In recent years, various electronic products are developing continuously towards the direction of friendly operations, small sizes, and large displays. In particular, portable electronic products are especially demanding for their volume and display size. Thereby, many electronic products integrates touch panel and LCD panel for eliminating keyboard or saving the space required for operating keys, and thus extending the usable area of displays.
Depending on their sensing principles, general touch panels can be classified into resistive, capacitive, infrared, and ultrasonic types. Thanks to their dust and scrape resistant properties as well as the advantage of high resolution, capacitive touch panels are adopted increasingly in electronic devices.

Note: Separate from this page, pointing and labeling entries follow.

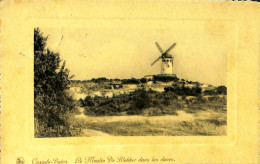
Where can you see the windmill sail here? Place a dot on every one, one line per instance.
(156, 60)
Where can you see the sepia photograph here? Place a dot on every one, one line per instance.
(130, 81)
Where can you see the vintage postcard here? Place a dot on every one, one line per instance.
(129, 82)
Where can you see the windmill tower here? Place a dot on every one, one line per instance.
(167, 60)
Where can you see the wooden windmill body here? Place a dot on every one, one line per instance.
(167, 61)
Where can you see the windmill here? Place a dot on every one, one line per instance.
(167, 60)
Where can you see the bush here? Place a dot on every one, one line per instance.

The principle of a capacitive touch panel is mainly to plate the surface of a glass substrate with a layer of transparent conductive thin film, such as indium-tin oxides, as the sensing structure. When a user touches the panel using his finger, the proximity of the finger changes the coupling capacitance of the sensing structure. The capacitive touch panel can analyze changes in capacitance of the sensing structure and thus determining the touch location of the finger.
FIG. 1 shows a schematic diagram of the electrode structure of a projected capacitive touch sensor according to the prior art. As shown in the figure, the projected capacitive touch sensor adopts two electrode layers to fabricate the electrodes for facilitating scanning of the circuit. The electrode structure according to the prior art mainly comprises a substrate (not shown in the figure), a Y-axis electrode layer 20′, and an X-axis electrode layer 10′. The substrate, for example, is a glass substrate. The Y-axis electrode layer 20′ is disposed on the top surface of the glass substrate, and has multiple Y-axis electrodes (y1, y2, y3, y4 . . .) spaced by a fixed spacing. The X-axis electrode layer 10′ is disposed on the bottom surface of the glass substrate, and has multiple X-axis electrodes (x1, x2, x3, x4 . . .) spaced by a fixed spacing and perpendicular to the Y-axis electrodes. Thereby, when a finger touches or approaches the glass substrate, the capacitance of the X- and Y-axis electrodes at the touched location changes. By using a detecting circuit, the X- and Y-axis coordinate data can be detected.
For using this dual-layer capacitive touch sensor, it is required to dispose X- and Y-axis electrodes on the top and bottom surfaces of the glass substrate, respectively. In general, indium-tin oxides are used for fabricating transparent electrodes, which makes the manufacturing cost high. For solving the problem of the dual-layer capacitive touch sensor, a single-layer capacitive touch sensor is developed. Nonetheless, current single-layer capacitive touch sensor still needs to be improved in multi-touch applications.
Accordingly, the present invention provides a novel sensing structure of touch panel, which can give the touched location on the touch panel accurately without increasing wires. In addition, the area of the touch panel is also reduced.